The Bible is validated by the unbroken chain of witnesses, martyrs and saints who have preserved and handed on the faith of the Catholic Church throughout the centuries. It is the Catholic Church which gave us the Bible, and it is based on the authority of the Catholic Church that we accept the Bible as the Word of God.
@MikeDziuba
Nobody has to believe in the Catholic faith, but to compare the Catholic faith to a simple very stupid fairy tale is 'jumping the shark.' If the Catholic faith is wrong, then it is at least magnificent, complicated, and wrong. But there is no room to simply hold it to be a silly fairy tale.

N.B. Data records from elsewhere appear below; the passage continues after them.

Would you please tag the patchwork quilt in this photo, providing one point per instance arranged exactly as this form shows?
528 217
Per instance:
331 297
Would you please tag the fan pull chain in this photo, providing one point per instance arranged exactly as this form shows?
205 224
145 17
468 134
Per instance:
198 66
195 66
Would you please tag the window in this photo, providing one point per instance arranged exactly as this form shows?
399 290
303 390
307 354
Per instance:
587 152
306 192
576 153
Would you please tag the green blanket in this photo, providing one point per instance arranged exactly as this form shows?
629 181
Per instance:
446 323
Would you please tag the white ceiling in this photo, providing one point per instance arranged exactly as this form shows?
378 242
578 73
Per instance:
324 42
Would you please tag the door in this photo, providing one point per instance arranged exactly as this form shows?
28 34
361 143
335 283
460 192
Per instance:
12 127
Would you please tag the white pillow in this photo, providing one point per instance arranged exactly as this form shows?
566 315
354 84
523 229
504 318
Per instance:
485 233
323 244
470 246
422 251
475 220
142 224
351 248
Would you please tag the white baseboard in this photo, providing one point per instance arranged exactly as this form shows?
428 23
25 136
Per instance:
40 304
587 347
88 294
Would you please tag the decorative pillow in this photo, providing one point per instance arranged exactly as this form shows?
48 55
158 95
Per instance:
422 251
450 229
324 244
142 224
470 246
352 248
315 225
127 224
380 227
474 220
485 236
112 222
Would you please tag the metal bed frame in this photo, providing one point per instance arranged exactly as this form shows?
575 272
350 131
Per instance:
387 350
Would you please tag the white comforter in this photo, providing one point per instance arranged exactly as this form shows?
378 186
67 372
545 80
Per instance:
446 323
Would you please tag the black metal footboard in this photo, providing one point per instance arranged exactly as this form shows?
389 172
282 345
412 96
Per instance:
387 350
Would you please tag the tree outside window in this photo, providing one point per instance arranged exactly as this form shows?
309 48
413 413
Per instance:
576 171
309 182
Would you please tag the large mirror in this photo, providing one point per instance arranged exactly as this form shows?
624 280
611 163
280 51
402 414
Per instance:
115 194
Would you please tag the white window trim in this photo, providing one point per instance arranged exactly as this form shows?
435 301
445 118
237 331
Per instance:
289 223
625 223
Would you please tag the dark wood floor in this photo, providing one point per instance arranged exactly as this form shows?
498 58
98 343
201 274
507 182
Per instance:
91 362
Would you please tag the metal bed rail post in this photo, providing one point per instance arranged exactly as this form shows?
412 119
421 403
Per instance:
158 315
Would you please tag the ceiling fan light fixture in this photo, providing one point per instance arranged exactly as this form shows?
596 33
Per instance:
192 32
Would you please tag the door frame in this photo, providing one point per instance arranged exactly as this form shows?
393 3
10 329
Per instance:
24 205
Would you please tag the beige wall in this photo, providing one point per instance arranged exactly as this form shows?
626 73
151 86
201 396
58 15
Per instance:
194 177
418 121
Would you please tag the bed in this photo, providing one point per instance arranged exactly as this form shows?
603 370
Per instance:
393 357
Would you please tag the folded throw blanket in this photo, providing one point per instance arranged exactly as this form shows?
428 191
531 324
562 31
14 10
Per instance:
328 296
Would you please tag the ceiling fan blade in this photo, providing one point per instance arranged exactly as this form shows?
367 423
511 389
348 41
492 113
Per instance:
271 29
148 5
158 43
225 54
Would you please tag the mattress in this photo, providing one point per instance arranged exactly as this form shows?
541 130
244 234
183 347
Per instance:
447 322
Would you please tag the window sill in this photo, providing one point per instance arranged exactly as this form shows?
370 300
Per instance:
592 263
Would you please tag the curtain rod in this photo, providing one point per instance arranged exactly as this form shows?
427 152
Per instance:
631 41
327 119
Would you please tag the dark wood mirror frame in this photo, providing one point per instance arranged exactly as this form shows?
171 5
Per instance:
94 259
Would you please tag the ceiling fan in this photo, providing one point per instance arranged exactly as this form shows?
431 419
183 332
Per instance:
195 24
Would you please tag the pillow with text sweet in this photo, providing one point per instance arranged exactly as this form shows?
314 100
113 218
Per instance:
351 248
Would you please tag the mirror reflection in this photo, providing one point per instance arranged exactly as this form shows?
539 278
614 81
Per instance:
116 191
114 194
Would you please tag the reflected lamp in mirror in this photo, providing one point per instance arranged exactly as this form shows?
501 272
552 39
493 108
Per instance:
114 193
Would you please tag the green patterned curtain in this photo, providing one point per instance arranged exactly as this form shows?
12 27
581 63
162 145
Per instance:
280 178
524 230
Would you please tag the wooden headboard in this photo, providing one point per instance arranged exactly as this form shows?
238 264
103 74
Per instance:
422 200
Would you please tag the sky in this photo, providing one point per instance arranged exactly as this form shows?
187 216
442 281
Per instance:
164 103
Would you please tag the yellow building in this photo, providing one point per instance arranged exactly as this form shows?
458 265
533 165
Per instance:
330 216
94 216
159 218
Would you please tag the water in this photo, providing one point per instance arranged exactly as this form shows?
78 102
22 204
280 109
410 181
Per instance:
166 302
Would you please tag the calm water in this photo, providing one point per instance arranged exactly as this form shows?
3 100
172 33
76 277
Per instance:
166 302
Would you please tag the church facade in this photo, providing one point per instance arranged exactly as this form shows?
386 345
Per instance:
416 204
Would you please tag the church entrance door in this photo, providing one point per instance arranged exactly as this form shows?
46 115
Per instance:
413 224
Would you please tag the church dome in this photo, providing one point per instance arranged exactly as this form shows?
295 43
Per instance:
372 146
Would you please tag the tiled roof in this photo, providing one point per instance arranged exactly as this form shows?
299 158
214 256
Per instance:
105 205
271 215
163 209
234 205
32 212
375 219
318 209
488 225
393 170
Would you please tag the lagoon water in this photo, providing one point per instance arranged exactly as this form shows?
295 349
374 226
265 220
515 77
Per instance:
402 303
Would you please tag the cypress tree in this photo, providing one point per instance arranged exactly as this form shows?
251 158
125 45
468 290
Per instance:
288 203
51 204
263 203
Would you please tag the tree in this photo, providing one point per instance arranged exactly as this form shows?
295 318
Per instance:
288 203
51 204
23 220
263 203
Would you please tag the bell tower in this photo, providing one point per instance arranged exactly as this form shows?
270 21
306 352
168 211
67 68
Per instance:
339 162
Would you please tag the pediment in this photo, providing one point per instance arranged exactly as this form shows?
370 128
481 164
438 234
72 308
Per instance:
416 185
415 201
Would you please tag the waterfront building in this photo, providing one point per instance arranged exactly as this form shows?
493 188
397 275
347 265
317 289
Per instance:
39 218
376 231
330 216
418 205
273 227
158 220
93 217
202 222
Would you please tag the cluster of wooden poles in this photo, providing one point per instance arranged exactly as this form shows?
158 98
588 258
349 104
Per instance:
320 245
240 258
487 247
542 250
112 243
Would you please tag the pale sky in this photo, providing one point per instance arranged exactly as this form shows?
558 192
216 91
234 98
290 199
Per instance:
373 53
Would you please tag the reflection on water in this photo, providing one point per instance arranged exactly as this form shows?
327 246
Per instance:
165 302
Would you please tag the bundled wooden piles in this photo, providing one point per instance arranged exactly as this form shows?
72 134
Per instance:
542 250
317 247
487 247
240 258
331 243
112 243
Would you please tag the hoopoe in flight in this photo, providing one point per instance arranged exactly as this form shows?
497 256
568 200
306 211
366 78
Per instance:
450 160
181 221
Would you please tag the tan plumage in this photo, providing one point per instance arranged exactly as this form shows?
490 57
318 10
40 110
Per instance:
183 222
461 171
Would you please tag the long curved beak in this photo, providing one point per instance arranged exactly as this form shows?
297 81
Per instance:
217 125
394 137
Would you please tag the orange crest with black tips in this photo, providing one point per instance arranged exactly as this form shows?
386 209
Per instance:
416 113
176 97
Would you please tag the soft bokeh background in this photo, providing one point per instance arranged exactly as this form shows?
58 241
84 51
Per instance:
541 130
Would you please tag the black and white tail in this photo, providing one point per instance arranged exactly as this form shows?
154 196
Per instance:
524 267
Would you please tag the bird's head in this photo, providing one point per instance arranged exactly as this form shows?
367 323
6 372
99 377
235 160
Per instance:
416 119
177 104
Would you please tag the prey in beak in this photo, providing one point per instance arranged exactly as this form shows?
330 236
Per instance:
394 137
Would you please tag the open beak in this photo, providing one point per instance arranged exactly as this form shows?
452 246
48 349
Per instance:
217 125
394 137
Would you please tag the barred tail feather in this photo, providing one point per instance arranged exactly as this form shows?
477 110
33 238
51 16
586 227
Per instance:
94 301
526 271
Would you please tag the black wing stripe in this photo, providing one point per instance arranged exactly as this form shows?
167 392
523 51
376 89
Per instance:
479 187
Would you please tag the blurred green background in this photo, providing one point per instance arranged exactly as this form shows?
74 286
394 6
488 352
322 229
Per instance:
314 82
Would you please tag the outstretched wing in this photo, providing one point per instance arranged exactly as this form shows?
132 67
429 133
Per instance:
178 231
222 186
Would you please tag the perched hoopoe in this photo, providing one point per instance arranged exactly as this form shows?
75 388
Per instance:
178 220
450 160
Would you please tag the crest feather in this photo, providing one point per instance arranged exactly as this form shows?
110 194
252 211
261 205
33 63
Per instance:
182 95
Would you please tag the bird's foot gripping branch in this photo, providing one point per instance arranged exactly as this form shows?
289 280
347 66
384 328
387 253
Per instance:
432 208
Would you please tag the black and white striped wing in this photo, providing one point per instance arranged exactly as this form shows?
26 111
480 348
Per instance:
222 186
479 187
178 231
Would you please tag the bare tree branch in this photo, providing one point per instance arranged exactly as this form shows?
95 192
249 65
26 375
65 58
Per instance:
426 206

I would suggest that the recognition of the Catholic faith by so many lawyers, doctors, scientists, and other highly educated people does indicate that the case is not so simple or ludicrous as frog fairy tales. In light of this, while none of us has to accept the Catholic faith, we would be hard pressed to belittle it considering the intellectual calibre of the people who take it seriously. Rather, we might find ourselves saying that we simply feel an honest disagreement with it - but to compare it to a trivial, simplistic, farcical fairy tale does not really hold water in light of the hundreds of thousands of judges, scientists, PhD's, bishops, etc. who are comfortable with the teachings of Catholicism.

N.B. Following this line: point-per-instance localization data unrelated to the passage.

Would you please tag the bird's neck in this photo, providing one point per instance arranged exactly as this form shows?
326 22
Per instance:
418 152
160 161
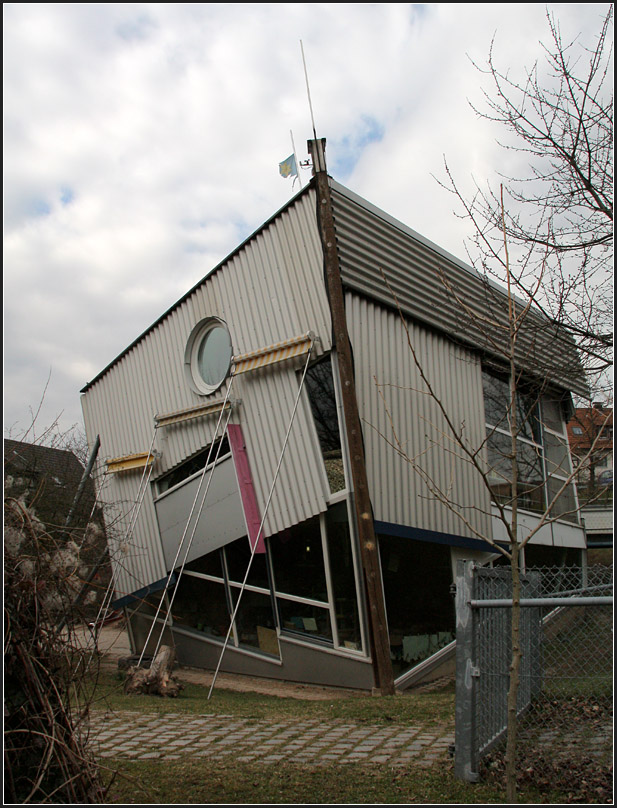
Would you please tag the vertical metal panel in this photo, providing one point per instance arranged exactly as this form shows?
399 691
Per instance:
269 290
440 291
395 406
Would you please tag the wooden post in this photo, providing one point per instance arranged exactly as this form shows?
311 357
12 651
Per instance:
380 643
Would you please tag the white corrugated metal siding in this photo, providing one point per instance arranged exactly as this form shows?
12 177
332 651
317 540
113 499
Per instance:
384 366
435 288
269 290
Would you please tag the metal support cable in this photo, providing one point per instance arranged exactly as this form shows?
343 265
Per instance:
188 522
263 519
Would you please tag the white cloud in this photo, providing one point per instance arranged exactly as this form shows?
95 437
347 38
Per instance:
142 144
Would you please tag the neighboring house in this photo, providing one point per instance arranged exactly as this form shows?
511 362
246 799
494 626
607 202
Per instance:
242 374
47 479
590 434
44 482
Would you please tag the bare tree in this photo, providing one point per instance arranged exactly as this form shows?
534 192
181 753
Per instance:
556 120
548 235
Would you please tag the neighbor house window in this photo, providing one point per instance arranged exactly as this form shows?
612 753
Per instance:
208 356
300 581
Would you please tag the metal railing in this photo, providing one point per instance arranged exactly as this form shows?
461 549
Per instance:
565 693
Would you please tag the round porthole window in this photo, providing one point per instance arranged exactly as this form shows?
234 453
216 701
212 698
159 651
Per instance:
208 356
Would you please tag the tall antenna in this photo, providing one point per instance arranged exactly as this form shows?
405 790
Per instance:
308 90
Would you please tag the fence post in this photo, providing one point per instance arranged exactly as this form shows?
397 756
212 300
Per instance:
465 746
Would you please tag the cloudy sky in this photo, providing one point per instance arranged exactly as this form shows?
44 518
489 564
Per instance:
142 143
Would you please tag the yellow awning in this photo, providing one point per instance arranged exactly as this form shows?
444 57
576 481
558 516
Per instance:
130 462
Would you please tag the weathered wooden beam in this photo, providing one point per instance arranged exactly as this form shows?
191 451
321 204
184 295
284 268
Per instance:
380 642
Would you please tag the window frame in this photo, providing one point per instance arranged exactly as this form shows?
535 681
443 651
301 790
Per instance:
192 366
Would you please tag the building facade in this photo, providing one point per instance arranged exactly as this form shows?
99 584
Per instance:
228 463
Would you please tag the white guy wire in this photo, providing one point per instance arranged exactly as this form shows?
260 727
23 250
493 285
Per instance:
190 543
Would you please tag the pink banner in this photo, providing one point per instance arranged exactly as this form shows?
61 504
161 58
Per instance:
245 483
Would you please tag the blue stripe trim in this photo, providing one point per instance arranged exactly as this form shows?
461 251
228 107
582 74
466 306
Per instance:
434 536
144 592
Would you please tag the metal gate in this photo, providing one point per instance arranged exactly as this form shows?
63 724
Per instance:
483 648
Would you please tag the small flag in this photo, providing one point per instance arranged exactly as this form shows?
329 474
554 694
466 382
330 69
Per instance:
288 167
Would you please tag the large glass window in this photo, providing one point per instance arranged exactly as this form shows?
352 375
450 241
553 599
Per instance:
419 605
542 455
216 451
502 419
320 386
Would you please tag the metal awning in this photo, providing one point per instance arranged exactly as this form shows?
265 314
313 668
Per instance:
278 352
200 411
130 462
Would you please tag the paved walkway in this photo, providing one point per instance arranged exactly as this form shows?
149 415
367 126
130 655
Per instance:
173 735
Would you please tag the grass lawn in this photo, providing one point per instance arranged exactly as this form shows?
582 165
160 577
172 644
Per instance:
189 780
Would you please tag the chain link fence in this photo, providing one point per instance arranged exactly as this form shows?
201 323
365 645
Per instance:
565 694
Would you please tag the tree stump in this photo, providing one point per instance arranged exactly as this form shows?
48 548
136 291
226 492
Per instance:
157 680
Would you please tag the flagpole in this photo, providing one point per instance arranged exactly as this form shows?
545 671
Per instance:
308 91
293 146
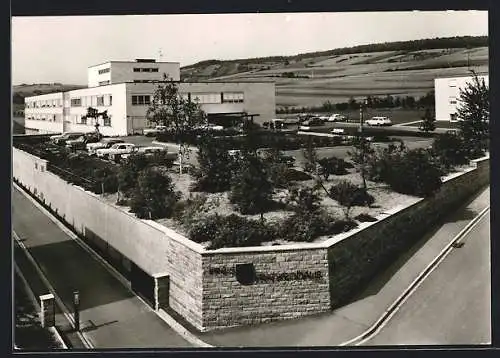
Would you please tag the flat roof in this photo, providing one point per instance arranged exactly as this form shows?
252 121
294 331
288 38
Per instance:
131 62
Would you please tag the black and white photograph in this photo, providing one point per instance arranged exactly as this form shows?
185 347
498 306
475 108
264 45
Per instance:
250 180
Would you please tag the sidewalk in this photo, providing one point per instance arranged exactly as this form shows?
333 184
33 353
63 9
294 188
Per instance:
111 316
343 324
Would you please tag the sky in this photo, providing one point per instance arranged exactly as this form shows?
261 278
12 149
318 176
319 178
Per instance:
59 49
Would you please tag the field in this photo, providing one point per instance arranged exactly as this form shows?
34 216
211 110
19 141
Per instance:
338 78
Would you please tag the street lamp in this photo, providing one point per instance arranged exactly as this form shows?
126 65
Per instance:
76 304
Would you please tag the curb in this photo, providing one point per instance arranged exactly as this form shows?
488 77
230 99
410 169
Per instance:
394 307
176 326
34 300
86 342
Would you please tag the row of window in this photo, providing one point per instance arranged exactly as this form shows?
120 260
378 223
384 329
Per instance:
201 98
92 101
45 117
77 119
44 103
104 70
145 69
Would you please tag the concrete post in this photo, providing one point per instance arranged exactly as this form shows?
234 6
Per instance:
47 310
162 288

In addition to this, other than you talking about frog fairy tales in a chat room, where else in the world are substantial portions of humanity living entire lives based on these talking frogs? Whereas in the Catholic faith there are a million priests, thousands of hospitals, churches in every city, scholars pouring over teachings, and the pope in Rome as a moral force influencing world affairs. None of this means we must believe in the Catholic Faith. We are free to disagree. But it also means we sound a little bit silly comparing the faith at the heart of all of this to talking frog fairy tales. I think it's fair for someone to say they don't agree, but the way in which they disagree must be stated on par with what they are disagreeing with. Merely calling the Catholic faith a fairy tale is like trying to kill a raging rhinoceros with a tooth pick. Go ahead and mount an attack on the faith of the Church if you will, but make it intellectually devastating, philosophically substantial, and spiritually worrying. Mike, I gotta tell you bro, I'm down with following wherever the truth leads... but I'm calling you to be your best, and to mount a real challenge. I'm fine if you disagree with the teachings of the Catholic Church. But you kind of 'jump the shark' when you compare it to a talking frogs fairy tale - meanwhile, all the doctors, PhD's, judges, bishops, and scientists who are Catholic are comfortable believing the teachings of the Catholic Church.
JuneauWilliam, not evidence
Great minds- not evidence
Intellectual calibre- not evidence
Global behemoth- not evidence
Highly educated- not evidence
Lots of churches, hospitals- not evidence
Scholars- not evidence
This is getting tiresome. Come back with evidence, sir.